One suggestion is just to use the distance between the point and the nearest point of the cluster. This is known as “Single-linkage clustering” and tends to lead to long, stringy clusters. We went however with “Complete-linkage clustering” which determines a point’s distance from a group as the distance between the point and the furthest point of the group. This leads to more globular-shaped clusters. single-linkage vs. complete-linkage clusteringThere is one line of the code where you can change ‘maximum’ to ‘minimum’ to change from using complete-linkage clustering to using single-linkage clustering… can you see where? Think about what’s being maximized or minimized

Lessons learned

Initially the clustering was very simple. We take our N points and turn that into an nxn adjacency matrix i.e. a matrix where the i,j entry represents the distance between points i and j. The cluster would just be the smallest element of the matrix. Naturally this is symmetric and the diagonal is filled with 0’s which would of course always be the smallest distance, but we convert the diagonal into NaN (Not a number) to preclude the trivial case from getting us nowhere in our clustering.

As I said, initially this was simple, but it would lead to the undesirable effect of giving a group of 4 instead of 3. You see, the program would see two groups of 2. Since they are <= 3, they are not fully clustered and remain in the adjacency matrix for the next step. And if they are the closest, they will be grouped as a group of 4. So, with a max size of r riders, we can expect to see edge cases of up to 2(r-1) sized groups.

The primary way we (and by we, I mean my very gifted project partner Austin) figured a way around this was to used masked arrays, a Numpy module which will hide the array entries from the unmasked portion. Very simply, if the sum of the elements in the groups being clustered exceeded the preset cluster size, a boolean would be attached to the groups hiding them from each other.

After the riders were clustered, their group epicenter is calculated and they are assigned to the nearest pickup location, usually given the coordinates of a coffee shop, bus stop, or similarly pre-selected open pickup spot. Nothing precludes multiple groups from being assigned to the same pickup location. Each driver is then assigned to the nearest of the assigned locations.

Demo

With preloaded data already loaded in GitHub (some extra fake names added) Running main.py from a terminal with the files procured from the google surveys (going.csv, Locations.csv, Masterlist.csv) Here’s the graphical output:

Clustered Riders

A demo version is available for you to play around with. You’ll need the following files in your directory: demo.py, DatGen.py, demosclustfunc.py

First run DatGen.py and follow the input questions. This will create two files: SampleDatMasterList.csv and SampleDatLocations.csv. For simplicity’s sake, this assumes all riders in the master list will be going. You can add as many riders, drivers and pickup locations as you want and change the max group size. It’s quite fun!

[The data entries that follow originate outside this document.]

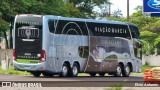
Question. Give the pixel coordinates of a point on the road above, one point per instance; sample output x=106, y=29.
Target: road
x=80, y=81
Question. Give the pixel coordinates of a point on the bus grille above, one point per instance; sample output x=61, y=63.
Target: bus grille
x=156, y=73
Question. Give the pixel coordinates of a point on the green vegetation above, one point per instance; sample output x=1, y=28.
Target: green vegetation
x=13, y=72
x=16, y=72
x=146, y=67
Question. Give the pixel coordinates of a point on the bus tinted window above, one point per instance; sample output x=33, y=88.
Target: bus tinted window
x=134, y=31
x=51, y=26
x=110, y=30
x=67, y=27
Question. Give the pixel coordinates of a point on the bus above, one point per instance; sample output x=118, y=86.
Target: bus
x=55, y=45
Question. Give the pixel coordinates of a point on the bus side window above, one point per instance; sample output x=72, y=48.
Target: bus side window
x=83, y=51
x=51, y=26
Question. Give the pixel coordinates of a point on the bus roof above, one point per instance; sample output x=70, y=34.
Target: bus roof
x=79, y=19
x=85, y=20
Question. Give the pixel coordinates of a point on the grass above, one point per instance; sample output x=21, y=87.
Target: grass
x=146, y=67
x=15, y=72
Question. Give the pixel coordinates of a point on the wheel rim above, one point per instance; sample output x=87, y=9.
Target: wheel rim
x=64, y=70
x=127, y=70
x=74, y=70
x=119, y=70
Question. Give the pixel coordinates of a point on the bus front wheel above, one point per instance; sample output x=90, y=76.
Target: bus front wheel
x=47, y=74
x=92, y=74
x=118, y=71
x=126, y=71
x=101, y=74
x=65, y=70
x=74, y=70
x=36, y=74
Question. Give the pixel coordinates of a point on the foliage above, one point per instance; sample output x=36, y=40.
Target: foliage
x=157, y=45
x=3, y=25
x=86, y=6
x=147, y=39
x=141, y=19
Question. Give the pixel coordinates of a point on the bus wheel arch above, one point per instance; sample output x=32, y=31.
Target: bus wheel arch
x=36, y=73
x=127, y=70
x=130, y=65
x=66, y=67
x=75, y=69
x=119, y=69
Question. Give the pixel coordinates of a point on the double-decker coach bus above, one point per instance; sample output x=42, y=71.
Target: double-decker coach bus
x=49, y=45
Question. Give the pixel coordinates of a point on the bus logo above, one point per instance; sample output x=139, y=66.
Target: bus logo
x=154, y=4
x=28, y=33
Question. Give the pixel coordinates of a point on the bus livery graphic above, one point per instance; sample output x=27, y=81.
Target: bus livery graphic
x=68, y=46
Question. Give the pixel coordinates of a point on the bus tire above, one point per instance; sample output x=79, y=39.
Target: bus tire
x=101, y=74
x=118, y=71
x=47, y=74
x=126, y=71
x=74, y=70
x=36, y=74
x=92, y=74
x=65, y=70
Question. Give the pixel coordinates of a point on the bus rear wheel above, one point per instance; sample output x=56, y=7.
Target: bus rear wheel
x=36, y=74
x=126, y=71
x=92, y=74
x=65, y=70
x=74, y=70
x=118, y=71
x=47, y=74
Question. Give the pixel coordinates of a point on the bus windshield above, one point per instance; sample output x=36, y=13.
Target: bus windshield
x=134, y=31
x=28, y=37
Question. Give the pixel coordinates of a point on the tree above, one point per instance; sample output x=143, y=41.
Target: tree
x=3, y=27
x=86, y=6
x=9, y=8
x=153, y=27
x=148, y=39
x=140, y=19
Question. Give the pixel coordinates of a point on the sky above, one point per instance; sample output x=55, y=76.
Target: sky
x=122, y=5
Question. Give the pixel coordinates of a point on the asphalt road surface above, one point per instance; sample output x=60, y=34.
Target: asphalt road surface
x=80, y=81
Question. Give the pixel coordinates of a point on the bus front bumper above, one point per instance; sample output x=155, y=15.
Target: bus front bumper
x=29, y=67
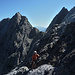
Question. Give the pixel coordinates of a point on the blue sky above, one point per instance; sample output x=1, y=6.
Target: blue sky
x=38, y=12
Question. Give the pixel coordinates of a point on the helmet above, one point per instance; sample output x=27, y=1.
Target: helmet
x=35, y=52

Future Improvements - errata

[] Geography nerds may recognize that the earth’s curvature will affect the distances, as the shortest distance between two points directly east and west is not a line of latitude, but a geodesic. However in this case, for clusters within a small city, taking this into account is unnecessarily complex, so I’m assuming Lat. and Long. are Euclidean.

[] For rather large numbers, the plot generation can take some time, time-complexity is rather high with all the “for loops” and I may try and work in more steps to be performed in fewer loops.

[] …so this is embarrassing. If you call DatGen.py and pay close attention to the generated plot, then run demo.py to cluster, you will notice the x and y coordinates are flopped. I could just swap the plot axes, but I’m not actually sure why they’re flopped. I’ve checked out the code several times but couldn’t see where it occurred. So I’m not changing it until I actually understand why it’s happening.